A venda de uma pintura de Mark Rothko pelo SFMOMA por US$50 milhões, em 2019, por exemplo, permitiu a compra de obras de Kay Sage, Frank Bowling e Mickalene Thomas, entre outros. O historiador de arte Tyler Green, no entanto, defende que nenhuma dessas vendas aborda fundamentalmente as histórias de racismo ou sexismo das instituições. “São tentativas de eliminar um auto-exame mais amplo e profundo”, declara em entrevista para a Apollo Magazine. Mas se o “desacesso progressivo” não dá conta de histórias institucionais problemática…o que daria? Demorou gerações para os museus se estabelecerem a supremacia branca. Ninguém acredita que desfazer esse legado será rápido ou fácil. E muitas vezes são necessárias ações radicais para uma mudança real e mais natural no futuro.

Mickalene Thomas
Mickalene Thomas entrou para a coleção do SFMOMA depois da venda do Mark Rothko


O Everson Museum of Art decidiu vender o seu Red Composition, de Pollock, cuja parte do valor arrecadado será destinado a custear aquisições com foco na diversificação. Previsivelmente, houve críticas – principalmente de homens brancos. Christopher Knight, no LA Times, chamou a decisão de Everson de “imperdoável”. No Wall Street Journal, Terry Teachout, escreveu um artigo com o título “Um museu de arte vende sua alma”, afirmando que Pollock era uma das principais atrações do museu.

Jackson Pollock que pertencia ao MAM RJ
Jackson Pollock que pertencia ao MAM RJ

Pollock, pelo visto, é um constante motivo de discórdia! Fabio Szwarcwald, diretor-executivo do Museu de Arte Moderna do Rio de Janeiro, foi massivamente criticado quando decidiu vender o Pollock do acervo do museu para ajudar a sustentá-lo. Depois da obra ter “encalhado” no primeiro pregão e ter sido vendida por metade do preço estimado, a atitude revela-se, hoje, milagrosa. Tratava-se da única obra do expressionista abstrato numa coleção latino-americana, mas segundo Szwarcwald, os R$ 47,6 milhões do Pollock salvou o museu que provavelmente estaria fechado sem esta verba.

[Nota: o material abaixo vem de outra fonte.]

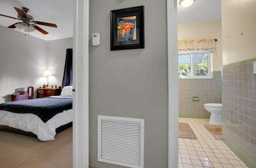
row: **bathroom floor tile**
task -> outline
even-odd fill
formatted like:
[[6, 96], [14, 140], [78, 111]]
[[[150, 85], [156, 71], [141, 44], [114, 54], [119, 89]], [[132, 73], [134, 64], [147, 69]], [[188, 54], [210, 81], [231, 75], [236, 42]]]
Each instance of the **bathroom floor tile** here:
[[197, 139], [179, 138], [178, 168], [248, 168], [221, 140], [214, 139], [204, 124], [209, 119], [179, 118], [188, 123]]

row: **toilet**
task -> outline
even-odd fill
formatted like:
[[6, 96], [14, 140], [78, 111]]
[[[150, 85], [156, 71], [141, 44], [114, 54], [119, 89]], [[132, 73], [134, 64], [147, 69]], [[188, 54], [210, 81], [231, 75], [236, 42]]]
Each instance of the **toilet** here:
[[222, 125], [222, 105], [220, 103], [207, 103], [204, 108], [211, 113], [209, 123], [214, 125]]

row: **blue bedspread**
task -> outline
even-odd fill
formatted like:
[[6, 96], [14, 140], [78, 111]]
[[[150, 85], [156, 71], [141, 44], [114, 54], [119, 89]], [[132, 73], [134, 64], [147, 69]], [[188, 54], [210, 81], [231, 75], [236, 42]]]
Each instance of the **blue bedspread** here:
[[44, 98], [0, 104], [0, 110], [15, 113], [32, 113], [44, 122], [64, 110], [72, 109], [72, 98]]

O museu perdeu cerca de R$ 1,3 milhão durante os 5 meses em que esteve fechado devido à pandemia. No entanto, ao reabrir, o MAM do Rio instaurou a chamada contribuição sugerida: o visitante paga o quanto quiser ou puder para entrar — é possível fazer a visita de graça. A ideia é possibilitar o acesso para quem não pode pagar. Nesse sentido, abrir mão de uma obra de arte parece ser o ato possível no momento mais democrático e sensato para “a construção da memória coletiva”.